We show that short sales constraints of Real Estate Investment Trusts (REITs) can forecast next month's future house prices.   Presented at the 2013 AEA/AREUA meeting.

 

4) Ownership Structure, Limits to Arbitrage and Stock Returns: Evidence from  Equity Lending Markets (with Melissa Porras Prado and Jason Sturgess), 2016, Review of Financial Studies, 29(12), 3211-3244.  (Editor's Choice article)

We show how ownership structure can lead to limits to arbitrage through their impact on the equity lending market. Winner - Best Paper in Regulation, XVIII Foro de Finanzas. Presented at the 2014 AFA Meeting.

 

5) The Role of Institutional Investors in Voting: Evidence from the Securities Lending Market (with Reena Aggarwal and Jason Sturgess), 2016, Journal of Finance 70(5), 2309-2346.

We examine equity lending market data around voting record dates to measure the value of a vote and how institutions use the proxy process as an important channel for affecting corporate governance. Winner – Q Group Award. Presented at the 2012 WFA, 2012 EFA and 2013 AFA Meetings.

 

6) Price Efficiency and Short Selling (with Kari Sigurdsson), 2011, Review of Financial Studies, 24(3), 821-852. (Internet Appendix here)

This paper shows how short-sale constraints are associated with stock price inefficiency using a novel dataset with lending supply postings and borrowing transactions.

 

7) Technical Analysis: Luck or Reality?, 2003, Revista Brasileira de Economia, 57(4).

This is my MSc. dissertation, showing how technical analysis does not work once you account for data-snooping when evaluating trading strategies.


Slides

1) Short Selling: Theoretical and Empirical Impact on Financial Markets

Mini-course with a review of the short selling literature for the SBFin 2019 meeting at Rio de Janeiro, Brazil.


 

Old Papers (not sure when/if they will ever be revised)


1) Differences of Opinion, Information Asymmetry and the Timing of Trades, 2006.

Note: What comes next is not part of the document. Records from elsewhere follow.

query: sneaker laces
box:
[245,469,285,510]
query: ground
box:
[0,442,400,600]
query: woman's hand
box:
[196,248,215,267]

This paper shows how analysts' forecast dispersion and information asymmetry affect trading volume around earnings announcements.

 

2) Expected Returns and Liquidity Risk: Does Entrepreneurial Income Matter?, 2005.

Models the joint impact of liquidity risk and non-tradable income on stock returns.

 

3) Economics and Finance  PhD. Application's Guide to Brazilian Students, 2002.

A guide to Brazilian students applying to Economics PhD programs. Old but still relevant.